Simple Changes, Number One

  • el
  • pt
  • In the spirit of trying to put Humpty Dumpty together again, I’d like to see a number of simple changes made by the new administration, changes that will help restore constitutional government, changes that will support a return from Neocon American-chauvinist Imperialism to a more “reality based” style of governance.

    In the summer of 2024, after I had written an article in Esquire that the White House didn’t like about Bush’s former communications director, Karen Hughes, I had a meeting with a senior adviser to Bush. He expressed the White House’s displeasure, and then he told me something that at the time I didn’t fully comprehend — but which I now believe gets to the very heart of the Bush presidency.

    The aide said that guys like me were ”in what we call the reality-based community,” which he defined as people who ”believe that solutions emerge from your judicious study of discernible reality.” I nodded and murmured something about enlightenment principles and empiricism. He cut me off. ”That’s not the way the world really works anymore,” he continued. ”We’re an empire now, and when we act, we create our own reality. And while you’re studying that reality — judiciously, as you will — we’ll act again, creating other new realities, which you can study too, and that’s how things will sort out. We’re history’s actors . . . and you, all of you, will be left to just study what we do.”

    I’d like to propose a few simple changes that will improve the way our country works and the way we relate to each other.
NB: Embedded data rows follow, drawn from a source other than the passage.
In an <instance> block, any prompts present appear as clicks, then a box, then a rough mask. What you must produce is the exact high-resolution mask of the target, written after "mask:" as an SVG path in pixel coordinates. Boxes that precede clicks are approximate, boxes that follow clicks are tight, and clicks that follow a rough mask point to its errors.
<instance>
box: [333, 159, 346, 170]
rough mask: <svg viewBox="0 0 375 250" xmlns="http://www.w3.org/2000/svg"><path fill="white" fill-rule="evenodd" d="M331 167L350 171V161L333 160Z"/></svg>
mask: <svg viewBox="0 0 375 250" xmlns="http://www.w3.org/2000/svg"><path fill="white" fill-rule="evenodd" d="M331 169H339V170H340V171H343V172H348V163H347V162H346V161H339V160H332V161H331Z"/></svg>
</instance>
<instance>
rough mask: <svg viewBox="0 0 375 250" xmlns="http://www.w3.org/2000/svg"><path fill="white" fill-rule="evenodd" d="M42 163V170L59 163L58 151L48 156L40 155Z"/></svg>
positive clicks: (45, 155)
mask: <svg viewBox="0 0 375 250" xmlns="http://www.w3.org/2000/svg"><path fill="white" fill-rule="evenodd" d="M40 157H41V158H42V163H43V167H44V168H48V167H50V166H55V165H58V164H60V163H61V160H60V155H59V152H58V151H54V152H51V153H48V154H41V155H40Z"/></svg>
These are presented in no particular order. Each stands alone. Each is important. My simple change for today is:

    RENAME THE DEPARTMENT OF HOMELAND SECURITY

    I have no clue what to call it, but the proto-fascist “Homeland” thing (see “Das Heimat”) has got to go. Probably the whole department needs reconstruction. Since they’re getting new letterhead stationery anyway, what with th enew secretary and all, wouldn’t the time be right for new name?

    Posted in Miscellaneous
    4 comments on “Simple Changes, Number One
    1. I don’t have a new name, and you may be going to cover this in a future post, but I’d love to see an end to the “war on” terminology that is making our country resemble those in Orwell’s 1984. War on terror, war on drugs, even war on poverty…no, let’s work to end the wars (as best we can); let’s work to solve problems, not fight them; I’d just like to live in a country where ‘peace lover’ isn’t hate speech.
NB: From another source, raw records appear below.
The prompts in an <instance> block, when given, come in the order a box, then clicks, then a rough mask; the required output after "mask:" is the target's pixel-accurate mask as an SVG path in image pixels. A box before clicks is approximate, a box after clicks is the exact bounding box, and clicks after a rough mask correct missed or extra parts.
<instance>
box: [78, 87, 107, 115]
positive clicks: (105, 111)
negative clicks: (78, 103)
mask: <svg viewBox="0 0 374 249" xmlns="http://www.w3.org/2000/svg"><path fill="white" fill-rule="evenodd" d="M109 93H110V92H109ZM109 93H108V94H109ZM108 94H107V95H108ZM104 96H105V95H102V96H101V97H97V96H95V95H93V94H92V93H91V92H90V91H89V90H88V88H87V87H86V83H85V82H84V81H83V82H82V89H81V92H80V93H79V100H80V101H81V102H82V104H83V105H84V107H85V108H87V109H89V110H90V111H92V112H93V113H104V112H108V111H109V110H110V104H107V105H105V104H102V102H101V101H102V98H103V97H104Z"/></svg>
    2. I’m with you on that one Amber. Whenever I hear “war on [whatever]” I know there’s an advertising campaign afoot, an attempt to dumb down complex issues into an easily digestible polarization. “Two sides to every story….” You’re either for us or against us….” How absurd and reductive these things are, but after a while they saturate our consciousness and we are in danger of taking shortcuts when we think about complex problems.
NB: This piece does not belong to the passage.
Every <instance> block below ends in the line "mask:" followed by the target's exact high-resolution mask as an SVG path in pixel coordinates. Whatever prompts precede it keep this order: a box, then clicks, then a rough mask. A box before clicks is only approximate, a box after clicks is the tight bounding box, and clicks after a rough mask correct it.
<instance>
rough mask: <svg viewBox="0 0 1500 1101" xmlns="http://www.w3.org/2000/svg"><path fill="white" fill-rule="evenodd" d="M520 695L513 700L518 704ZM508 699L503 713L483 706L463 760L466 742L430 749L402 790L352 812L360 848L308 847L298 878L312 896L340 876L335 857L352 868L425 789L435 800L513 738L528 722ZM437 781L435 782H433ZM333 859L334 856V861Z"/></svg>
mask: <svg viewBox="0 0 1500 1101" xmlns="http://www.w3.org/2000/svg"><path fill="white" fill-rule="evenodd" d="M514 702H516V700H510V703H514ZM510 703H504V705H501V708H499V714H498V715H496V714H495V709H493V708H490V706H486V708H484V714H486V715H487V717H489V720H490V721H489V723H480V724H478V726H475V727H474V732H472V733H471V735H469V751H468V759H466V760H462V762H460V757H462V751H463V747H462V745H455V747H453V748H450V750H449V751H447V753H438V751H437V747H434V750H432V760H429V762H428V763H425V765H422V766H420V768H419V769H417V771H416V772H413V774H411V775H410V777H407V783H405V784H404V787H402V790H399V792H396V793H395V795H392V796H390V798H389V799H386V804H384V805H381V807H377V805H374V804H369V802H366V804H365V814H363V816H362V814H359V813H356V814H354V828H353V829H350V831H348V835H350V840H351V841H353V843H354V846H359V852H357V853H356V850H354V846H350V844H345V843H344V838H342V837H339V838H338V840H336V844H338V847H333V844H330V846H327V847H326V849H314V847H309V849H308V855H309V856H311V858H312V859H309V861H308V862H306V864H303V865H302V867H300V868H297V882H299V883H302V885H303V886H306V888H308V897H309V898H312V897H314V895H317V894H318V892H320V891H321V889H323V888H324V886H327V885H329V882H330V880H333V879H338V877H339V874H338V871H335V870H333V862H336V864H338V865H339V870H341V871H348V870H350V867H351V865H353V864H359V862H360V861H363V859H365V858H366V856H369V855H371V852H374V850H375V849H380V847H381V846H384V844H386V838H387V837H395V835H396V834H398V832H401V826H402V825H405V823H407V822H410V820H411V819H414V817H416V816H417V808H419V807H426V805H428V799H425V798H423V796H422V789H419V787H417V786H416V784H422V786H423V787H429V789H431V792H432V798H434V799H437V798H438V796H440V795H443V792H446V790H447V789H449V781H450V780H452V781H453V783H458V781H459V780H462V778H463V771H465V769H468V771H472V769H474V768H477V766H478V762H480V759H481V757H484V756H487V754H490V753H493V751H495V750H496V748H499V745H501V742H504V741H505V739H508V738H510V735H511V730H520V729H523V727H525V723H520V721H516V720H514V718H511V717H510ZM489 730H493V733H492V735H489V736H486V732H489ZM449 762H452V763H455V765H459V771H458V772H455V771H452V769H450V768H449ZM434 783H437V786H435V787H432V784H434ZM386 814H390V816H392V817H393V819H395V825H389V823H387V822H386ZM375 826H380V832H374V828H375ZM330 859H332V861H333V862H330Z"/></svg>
      Here’s a good blog, On Day One, where the matter was highlighted some time ago.

    3. Betty Jo says:

      Hi Frank,

      When I hear the term “Homeland” I think of the song “America the Beautiful”. I like that term, and see no reason to allow the fascist’s misinterpretation to deny our use of it.

      In my opinion, It’s not the term “Homeland” that’s the problem, it’s the Bushian definition of “Security”.

      To me, Homeland Security means a strong Public Health Service, support for local first responders (from Volunteer Fire Depts to Community Policing), strong environmental protection laws, food security through support of local healthy food production and small farms, a strong public education system that encourages kids to advance their education by giving them the ability to pay for college without going into crushing debt.

      It is a encouragement of a national ethic that focuses on helping one’s neighbors, not (as old Ashcroft envisioned it), spying on them. It’s an immigration policy that actually processes applications for legal immigration (rather than simply piling up or losing the paperwork year after year after year). And, yes, it’s a tax policy that asks the question “how much compensation is enough?” and then answers that 7 homes and multiple private helicopters and private jets is probably excessive and ought be better put to rebuilding infrastructure and investment in education and health to the benefit of all.

    4. Eunoia says:

      Haven’t had homeland security since 1492!